What’s next for the market as Gen X takes the lead as the biggest group of buyers? Simply put, their position will likely represent an additive effect. Which is to say, don't expect any universal favorite cars to drop off a value cliff. We have noted, however, that when quotes surge from Gen X for a particular vehicle, strengthened value trends for those rides are often not far behind. As a result, it's likely that the segments Gen X prefers will continue their rise in popularity, and niche markets like homologation cars may see values rise further as demand will likely continue to exceed limited supply.


  • paul s murray says:

    So, a polite way of saying people get old and die? Interesting observation.

  • phillip Ephron says:

    Good day I Have a 1987 Lancia Thema 308-32 LHD Ferrari 11200km . It needs front screen cracked head lights . It starts > Metalic navy blue with sued & leather tan seats no rust . I alive in JHB South africa . Can you give me a value . I would ship to USA west coast , Is there a market for this car

  • Justin says:

    As a GenXer, I can confirm this research.
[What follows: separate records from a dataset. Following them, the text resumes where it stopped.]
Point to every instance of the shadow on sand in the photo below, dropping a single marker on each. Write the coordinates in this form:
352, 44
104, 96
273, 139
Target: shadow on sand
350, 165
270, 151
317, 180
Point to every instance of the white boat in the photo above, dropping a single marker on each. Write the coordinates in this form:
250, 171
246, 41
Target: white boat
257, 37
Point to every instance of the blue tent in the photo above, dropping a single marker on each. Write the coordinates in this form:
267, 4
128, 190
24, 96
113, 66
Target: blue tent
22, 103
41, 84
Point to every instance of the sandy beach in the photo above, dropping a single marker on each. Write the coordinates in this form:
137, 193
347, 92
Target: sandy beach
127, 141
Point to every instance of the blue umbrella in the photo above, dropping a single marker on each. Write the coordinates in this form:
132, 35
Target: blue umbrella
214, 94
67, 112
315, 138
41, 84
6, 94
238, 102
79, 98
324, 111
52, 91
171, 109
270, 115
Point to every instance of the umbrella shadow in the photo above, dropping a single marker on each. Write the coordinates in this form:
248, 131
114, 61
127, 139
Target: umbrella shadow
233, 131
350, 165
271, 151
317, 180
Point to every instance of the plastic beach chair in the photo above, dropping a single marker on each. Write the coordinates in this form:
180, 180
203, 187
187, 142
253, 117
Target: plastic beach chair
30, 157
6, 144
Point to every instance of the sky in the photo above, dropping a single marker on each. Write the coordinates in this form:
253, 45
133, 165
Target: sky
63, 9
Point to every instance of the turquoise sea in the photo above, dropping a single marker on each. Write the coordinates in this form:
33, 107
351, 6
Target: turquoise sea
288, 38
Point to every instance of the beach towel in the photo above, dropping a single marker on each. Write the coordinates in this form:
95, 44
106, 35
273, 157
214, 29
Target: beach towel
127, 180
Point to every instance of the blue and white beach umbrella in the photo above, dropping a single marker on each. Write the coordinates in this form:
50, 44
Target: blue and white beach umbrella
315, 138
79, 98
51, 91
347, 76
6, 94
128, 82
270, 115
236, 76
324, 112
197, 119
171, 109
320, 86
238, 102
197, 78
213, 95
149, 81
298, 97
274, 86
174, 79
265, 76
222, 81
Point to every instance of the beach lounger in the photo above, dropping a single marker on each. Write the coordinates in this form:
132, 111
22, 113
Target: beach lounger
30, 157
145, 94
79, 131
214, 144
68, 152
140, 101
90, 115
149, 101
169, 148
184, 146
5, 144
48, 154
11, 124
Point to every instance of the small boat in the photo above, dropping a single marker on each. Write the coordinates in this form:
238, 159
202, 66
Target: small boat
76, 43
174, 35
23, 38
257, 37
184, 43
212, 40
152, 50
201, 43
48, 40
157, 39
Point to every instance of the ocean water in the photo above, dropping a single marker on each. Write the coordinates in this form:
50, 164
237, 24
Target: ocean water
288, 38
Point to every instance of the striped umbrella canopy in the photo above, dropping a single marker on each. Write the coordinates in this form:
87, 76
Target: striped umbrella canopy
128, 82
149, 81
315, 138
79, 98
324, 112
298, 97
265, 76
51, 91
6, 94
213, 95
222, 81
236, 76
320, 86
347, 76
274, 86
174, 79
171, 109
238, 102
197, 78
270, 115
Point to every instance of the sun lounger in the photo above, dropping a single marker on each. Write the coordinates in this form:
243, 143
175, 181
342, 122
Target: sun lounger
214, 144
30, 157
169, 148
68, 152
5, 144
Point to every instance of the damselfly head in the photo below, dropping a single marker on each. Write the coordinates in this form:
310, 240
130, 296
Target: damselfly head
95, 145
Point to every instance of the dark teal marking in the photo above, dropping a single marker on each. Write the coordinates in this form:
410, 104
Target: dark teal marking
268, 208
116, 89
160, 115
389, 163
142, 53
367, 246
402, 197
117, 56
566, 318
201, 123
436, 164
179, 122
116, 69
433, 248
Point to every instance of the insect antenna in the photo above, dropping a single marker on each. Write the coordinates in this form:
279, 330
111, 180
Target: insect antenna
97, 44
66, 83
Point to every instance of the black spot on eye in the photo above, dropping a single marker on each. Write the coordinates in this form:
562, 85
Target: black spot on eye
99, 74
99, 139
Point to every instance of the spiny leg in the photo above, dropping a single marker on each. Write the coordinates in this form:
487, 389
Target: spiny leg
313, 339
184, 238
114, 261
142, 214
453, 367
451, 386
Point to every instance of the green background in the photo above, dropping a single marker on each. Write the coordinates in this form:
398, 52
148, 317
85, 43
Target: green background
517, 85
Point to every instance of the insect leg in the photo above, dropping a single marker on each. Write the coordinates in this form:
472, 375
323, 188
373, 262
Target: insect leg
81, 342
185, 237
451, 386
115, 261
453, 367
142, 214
My dad owned an FJ40…so that holds a special place in my heart. My first classic was a ’64 Vette though. That is one I STILL wish I had back. But for now, I’ve moved on to the dream car of my late teens/early 20s…an ’02 Ferrari 360 Spider Gated Shifter

  • wdb says:

    I just read a NYT article this morning about the shifting of wealth from boomers to GenX; the essence was that wealth transfer from pre-boomer to boomer is coming to an end, and boomers-to-GenX wealth transfer is picking up. Seems to be a good fit with this. Follow the money…

  • Gary Bechtold says:

    Gen X had more Japanese imports and rally cars to look at during it’s childhood so it’s not surprising they like those things strongly. Gen X I would say has a more diverse cast of cars to draw from.

  • hyperv6 says:

    What they fail to acknowledge is there will be a decline in the hobby as the coming gens May favor other vehicles but they also favor them in lesser numbers.

    The younger gens are more interested in other things than vehicles. I see it first hand in my own family.

    I own 6 vehicles and he only has a passing interest in the Corvette and an active interest in the Malibu I let him drive,

    He hates the trucks and SZuV models as being too big. Can’t drive a stick and cares less.

  • paul s murray says:

    When you think about it the real difference is A) those who never learned to drive a clutch B) those who learned to drive with a hydraulic clutch C) those who learned with a mechanical clutch D) those who can no longer drive using a clutch.- It’s the great circle of life. Then there’s those who know to put it in neutral in heavy traffic so you don’t wear out the throw out bearing and can do ‘ three on the tree ‘.